Bangladesh Bank has recently introduced a new directive governing the appointment of Managing Directors (MDs) and Chief Executive Officers (CEOs) in banks, a move that has ignited intense debate and dissatisfaction across the country’s banking and financial sectors. Under the new regulation, top officials from Bangladesh Bank, the securities regulator (BSEC), and the insurance regulator (IDRA) are now eligible to assume MD or CEO positions in commercial banks.

However, eligibility comes with stringent conditions. Officials must possess a minimum of 25 years of experience within their respective regulatory bodies and must hold a first-class position within the second grade of the national pay scale. This ensures that only highly senior and experienced officers can be considered for these critical leadership roles.

Another significant change in the directive is the requirement that prospective MDs must have at least three years of experience in the roles of Deputy Managing Director (DMD) or Additional Managing Director (AMD).
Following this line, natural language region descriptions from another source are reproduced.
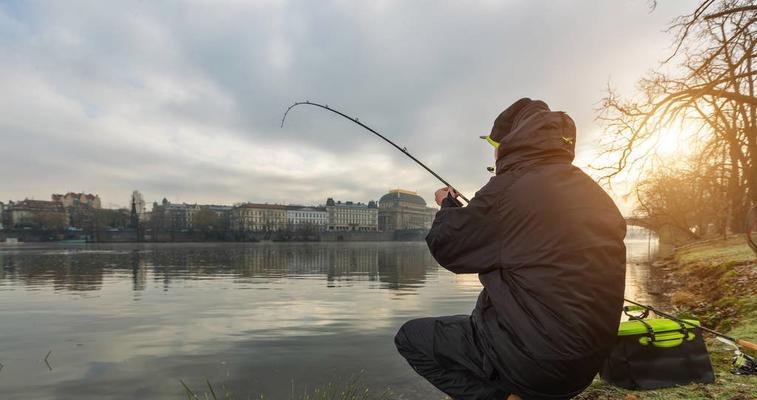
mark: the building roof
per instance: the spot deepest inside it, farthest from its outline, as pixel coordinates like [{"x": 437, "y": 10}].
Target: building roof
[
  {"x": 36, "y": 205},
  {"x": 396, "y": 195},
  {"x": 262, "y": 206}
]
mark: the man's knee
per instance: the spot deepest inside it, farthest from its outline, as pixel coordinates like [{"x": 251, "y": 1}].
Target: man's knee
[
  {"x": 401, "y": 340},
  {"x": 414, "y": 334}
]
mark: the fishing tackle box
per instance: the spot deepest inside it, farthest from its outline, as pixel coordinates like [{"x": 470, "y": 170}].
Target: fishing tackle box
[{"x": 657, "y": 353}]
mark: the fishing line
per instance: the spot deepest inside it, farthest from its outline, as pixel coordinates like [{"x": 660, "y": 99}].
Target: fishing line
[{"x": 357, "y": 121}]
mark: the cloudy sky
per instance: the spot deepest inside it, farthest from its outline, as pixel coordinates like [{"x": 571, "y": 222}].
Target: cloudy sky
[{"x": 183, "y": 99}]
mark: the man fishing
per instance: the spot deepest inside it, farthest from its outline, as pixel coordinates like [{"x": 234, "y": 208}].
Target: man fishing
[{"x": 547, "y": 244}]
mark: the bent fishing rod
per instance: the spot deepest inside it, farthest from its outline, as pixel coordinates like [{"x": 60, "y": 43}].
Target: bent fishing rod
[
  {"x": 725, "y": 338},
  {"x": 357, "y": 121}
]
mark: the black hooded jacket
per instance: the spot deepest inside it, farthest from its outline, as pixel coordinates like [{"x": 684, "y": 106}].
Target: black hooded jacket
[{"x": 547, "y": 243}]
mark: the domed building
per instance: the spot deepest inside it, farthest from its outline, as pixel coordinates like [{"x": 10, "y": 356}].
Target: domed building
[{"x": 401, "y": 210}]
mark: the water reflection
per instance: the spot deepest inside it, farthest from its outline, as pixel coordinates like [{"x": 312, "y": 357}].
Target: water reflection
[
  {"x": 400, "y": 266},
  {"x": 129, "y": 321}
]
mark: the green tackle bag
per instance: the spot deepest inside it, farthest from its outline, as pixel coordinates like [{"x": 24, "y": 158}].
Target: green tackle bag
[{"x": 657, "y": 353}]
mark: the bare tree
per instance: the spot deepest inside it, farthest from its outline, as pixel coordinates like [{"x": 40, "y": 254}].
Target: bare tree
[{"x": 710, "y": 98}]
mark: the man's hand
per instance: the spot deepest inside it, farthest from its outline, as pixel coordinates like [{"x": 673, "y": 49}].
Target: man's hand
[{"x": 442, "y": 193}]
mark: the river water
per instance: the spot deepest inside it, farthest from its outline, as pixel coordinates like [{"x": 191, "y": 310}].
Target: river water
[{"x": 126, "y": 321}]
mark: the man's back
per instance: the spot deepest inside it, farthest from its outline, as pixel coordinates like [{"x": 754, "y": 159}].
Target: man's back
[{"x": 547, "y": 243}]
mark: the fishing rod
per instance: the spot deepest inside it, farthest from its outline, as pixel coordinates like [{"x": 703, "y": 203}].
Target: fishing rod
[
  {"x": 357, "y": 121},
  {"x": 727, "y": 339}
]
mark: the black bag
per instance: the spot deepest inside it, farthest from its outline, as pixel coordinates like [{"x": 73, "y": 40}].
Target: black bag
[{"x": 657, "y": 353}]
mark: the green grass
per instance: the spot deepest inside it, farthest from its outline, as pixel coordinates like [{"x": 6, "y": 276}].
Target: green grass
[
  {"x": 715, "y": 283},
  {"x": 731, "y": 251}
]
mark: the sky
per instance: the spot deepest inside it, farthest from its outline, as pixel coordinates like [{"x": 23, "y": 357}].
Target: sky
[{"x": 183, "y": 99}]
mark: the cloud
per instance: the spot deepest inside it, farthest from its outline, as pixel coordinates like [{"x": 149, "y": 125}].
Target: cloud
[{"x": 183, "y": 100}]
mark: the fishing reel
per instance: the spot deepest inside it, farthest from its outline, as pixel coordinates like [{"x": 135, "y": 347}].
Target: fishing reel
[{"x": 743, "y": 364}]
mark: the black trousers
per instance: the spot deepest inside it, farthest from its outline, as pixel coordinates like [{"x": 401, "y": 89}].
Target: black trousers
[{"x": 445, "y": 351}]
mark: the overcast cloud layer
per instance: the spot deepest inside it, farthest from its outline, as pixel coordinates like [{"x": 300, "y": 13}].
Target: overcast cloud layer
[{"x": 183, "y": 99}]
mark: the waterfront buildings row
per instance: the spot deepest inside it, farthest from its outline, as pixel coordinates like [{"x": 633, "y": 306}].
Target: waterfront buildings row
[{"x": 397, "y": 210}]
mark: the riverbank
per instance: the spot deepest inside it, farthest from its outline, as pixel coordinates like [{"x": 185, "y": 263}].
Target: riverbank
[{"x": 713, "y": 282}]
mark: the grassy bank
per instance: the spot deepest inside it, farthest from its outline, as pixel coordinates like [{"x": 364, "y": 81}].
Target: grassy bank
[{"x": 713, "y": 282}]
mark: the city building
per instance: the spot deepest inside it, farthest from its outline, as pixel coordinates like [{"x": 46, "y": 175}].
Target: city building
[
  {"x": 168, "y": 216},
  {"x": 301, "y": 217},
  {"x": 222, "y": 212},
  {"x": 349, "y": 216},
  {"x": 139, "y": 204},
  {"x": 71, "y": 199},
  {"x": 252, "y": 217},
  {"x": 404, "y": 210},
  {"x": 36, "y": 214}
]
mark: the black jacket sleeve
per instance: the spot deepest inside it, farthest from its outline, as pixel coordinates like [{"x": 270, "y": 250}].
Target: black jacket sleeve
[{"x": 464, "y": 239}]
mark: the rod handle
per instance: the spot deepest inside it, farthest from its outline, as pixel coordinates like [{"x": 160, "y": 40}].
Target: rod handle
[{"x": 747, "y": 345}]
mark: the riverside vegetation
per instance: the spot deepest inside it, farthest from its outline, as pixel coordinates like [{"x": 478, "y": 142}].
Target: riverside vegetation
[{"x": 712, "y": 281}]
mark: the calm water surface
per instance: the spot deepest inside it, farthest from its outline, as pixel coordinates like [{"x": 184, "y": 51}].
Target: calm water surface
[{"x": 128, "y": 321}]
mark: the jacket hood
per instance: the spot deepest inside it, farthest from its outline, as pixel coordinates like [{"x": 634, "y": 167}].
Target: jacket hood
[{"x": 536, "y": 135}]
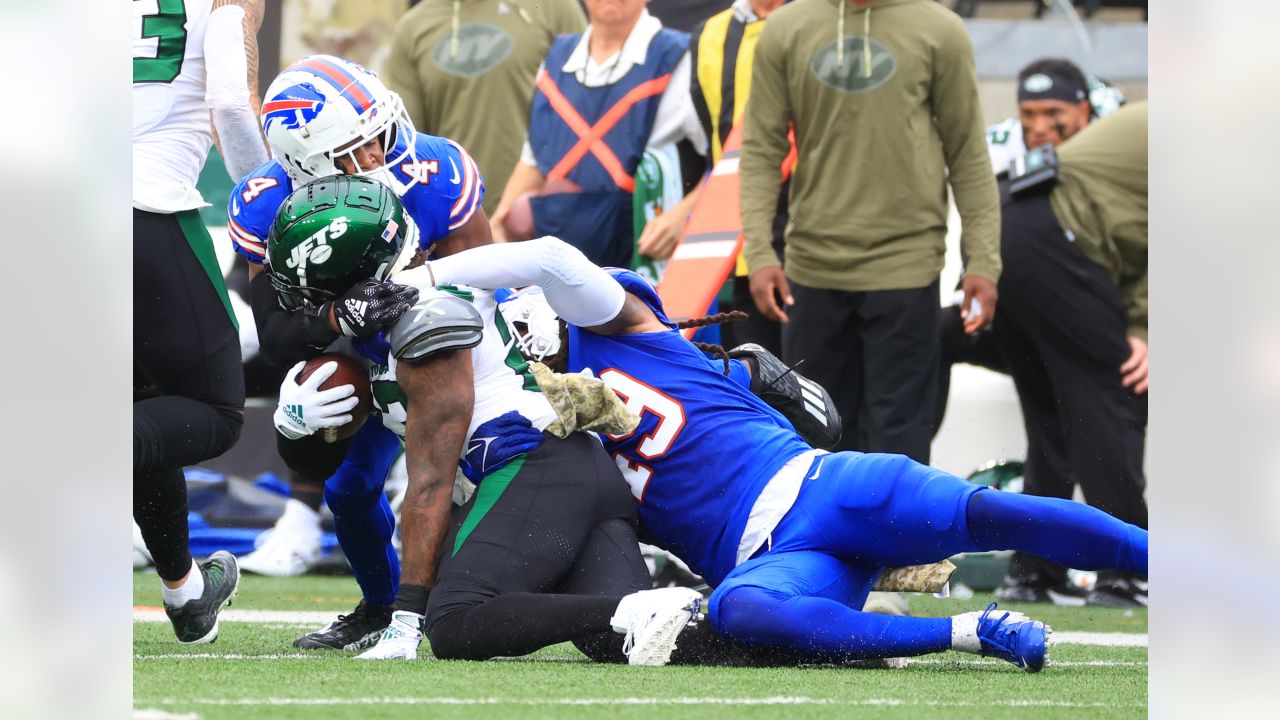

Previously, this period was only two years, and prior regulations imposed no such restrictions. The revision has left many seasoned bankers expressing concern, arguing that long-serving DMDs may be disqualified due to age limits, effectively benefiting only a narrow cohort of candidates. A senior DMD from a state-owned bank, speaking anonymously, described the move as “an ominous signal for the banking sector.”

Bangladesh Bank Executive Director and spokesperson Arif Hossain Khan defended the new stipulations, stating, “The mandatory three-year DMD–AMD experience is intended to ensure that an MD is fully prepared for the responsibilities of the position. If a regulatory official resigns from their post to join a bank as MD, conflicts of interest are effectively mitigated.”

Nonetheless, experts in the banking sector have cautioned that the policy may inadvertently create conflicts of interest. For instance, during an MD selection process, candidates from regulatory bodies could potentially receive preferential treatment from board members or colleagues due to prior professional connections.

The directive introduces a new dimension of challenges and perspectives to the sector. While former top regulators have previously served as commercial bank MDs, no formalised policy had existed until now. With its implementation, the recruitment process for bank leadership has taken on a more structured yet potentially contentious character, signalling both opportunity and caution for the financial industry.